Based on the links VIP8 posted, it would seem you have the experience, but I would like to add that I have several close friends from back in London who are also teachers. One of them successfully got a job in GEMS (an institution with the most school campuses in dubai) but she had 3 solid years training in a Govt. school in London. The second also had 3 years experience in Govt' schools in london but the third friend had only 2 years, and didn't hear back from any of the schools. I think that even if you had solid experience for 2 years (not including training) it's still at the discretion of the school. Some are more strict than others on what they're looking for in a teacher.

I would advise you apply anyway to a few different schools to gauge whether there is any interest based on your experience, so that you may be prepared to delay by an extra year if you need to have more. There are also agencies in the UK that help to pass along your CV and they work with schools like GEMS etc. so maybe going through a company that has a good relationship with some of the schools here would help too.
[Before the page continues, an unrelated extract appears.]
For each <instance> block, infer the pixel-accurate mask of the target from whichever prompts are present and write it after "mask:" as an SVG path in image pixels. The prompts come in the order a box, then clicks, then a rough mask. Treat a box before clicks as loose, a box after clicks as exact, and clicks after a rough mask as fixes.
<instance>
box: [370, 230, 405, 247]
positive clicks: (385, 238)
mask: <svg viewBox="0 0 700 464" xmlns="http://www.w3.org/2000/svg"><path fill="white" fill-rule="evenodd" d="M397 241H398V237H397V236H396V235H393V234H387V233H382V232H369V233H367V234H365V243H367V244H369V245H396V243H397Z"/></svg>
Another option is also possibly private tutoring?


----------



## BedouGirl (Sep 15, 2011)

If your husband has a job, I would suggest applying when you are here. You're likely to be more successful than applying from overseas based on the scenario you've described. Private tutoring would not be legal.


----------



## Zohaib Sajjad (Sep 13, 2017)

would suggest you that bachelor's degree is important to any TEFL certification


----------



## The Rascal (Aug 6, 2014)

This "bored" doesn't half attract some weirdos.


----------